Flagg, my father's story is not particularly unusual for its time and place. He had a great singing voice, a tenor, and sang in choirs in his part of the country. He was also involved in things such as the boy scouts. This involvement, modest as it was, conferred on him community leader status. When the Soviets invaded after the signing of the Molotov-Ribbentrop pact to capture their share of Poland, they arrested community leaders and shipped them to Siberia.
It was from Siberia that my father, along with all the other Poles so arrested, trekked out to join the British Expeditionary force fighting in North Africa and then Italy, where my dad was finally wounded and demobilized after Monte Cassino. The Polish Corps was formed under the command of Polish General Anders.
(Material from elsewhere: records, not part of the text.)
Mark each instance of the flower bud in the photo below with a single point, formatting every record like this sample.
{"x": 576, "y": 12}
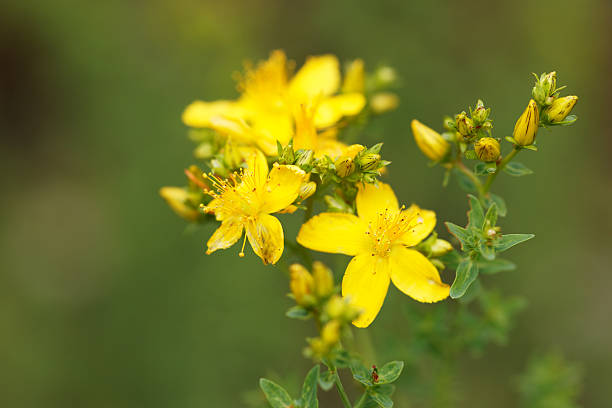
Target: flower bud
{"x": 382, "y": 102}
{"x": 527, "y": 125}
{"x": 301, "y": 284}
{"x": 464, "y": 124}
{"x": 306, "y": 190}
{"x": 344, "y": 166}
{"x": 369, "y": 161}
{"x": 440, "y": 247}
{"x": 429, "y": 141}
{"x": 323, "y": 280}
{"x": 487, "y": 149}
{"x": 560, "y": 108}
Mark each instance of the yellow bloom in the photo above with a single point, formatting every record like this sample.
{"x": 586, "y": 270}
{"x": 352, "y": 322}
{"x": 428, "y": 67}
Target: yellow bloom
{"x": 431, "y": 143}
{"x": 379, "y": 239}
{"x": 264, "y": 114}
{"x": 526, "y": 126}
{"x": 245, "y": 202}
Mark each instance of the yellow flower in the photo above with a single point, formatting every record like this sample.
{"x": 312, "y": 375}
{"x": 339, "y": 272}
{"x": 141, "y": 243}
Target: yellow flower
{"x": 245, "y": 202}
{"x": 526, "y": 126}
{"x": 431, "y": 143}
{"x": 380, "y": 240}
{"x": 264, "y": 112}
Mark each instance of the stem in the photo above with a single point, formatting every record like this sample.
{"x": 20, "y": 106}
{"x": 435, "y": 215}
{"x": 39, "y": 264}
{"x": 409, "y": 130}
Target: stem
{"x": 500, "y": 167}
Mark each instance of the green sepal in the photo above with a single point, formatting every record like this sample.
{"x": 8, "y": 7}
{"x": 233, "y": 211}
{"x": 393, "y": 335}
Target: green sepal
{"x": 495, "y": 266}
{"x": 517, "y": 169}
{"x": 298, "y": 312}
{"x": 390, "y": 372}
{"x": 466, "y": 273}
{"x": 309, "y": 389}
{"x": 275, "y": 394}
{"x": 507, "y": 241}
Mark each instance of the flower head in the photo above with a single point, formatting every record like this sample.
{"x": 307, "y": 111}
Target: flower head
{"x": 245, "y": 202}
{"x": 379, "y": 238}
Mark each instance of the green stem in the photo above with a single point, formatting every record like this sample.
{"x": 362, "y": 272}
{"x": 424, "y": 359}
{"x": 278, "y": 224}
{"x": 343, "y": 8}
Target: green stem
{"x": 500, "y": 167}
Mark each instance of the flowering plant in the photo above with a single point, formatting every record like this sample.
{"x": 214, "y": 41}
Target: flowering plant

Stalin did nothing to aid the Polish Corps in their departure from Siberia, but he also did nothing to prevent the exodus. My father spoke little of this history, he was taciturn by nature, and getting his personal history was an exercise in pulling hen's teeth. One possible reason for this reticence is the fact that he was the sole survivor of his fighting unit.
Edited on Oct 21, 2011 at 8:01pmJun '10
Re: What Could/Should FDR Have Done?
As an aside, Flagg, I would only add that my sister is in possession of two boxes full of medals and battle ribbons that my father neither wore nor spoke of. There are a surprising number of medals.
I'm of the opinion, supported by my Polish pals, that we should ship them to the Polish national archives or museum, where they can be properly researched and cataloged. We may yet do this.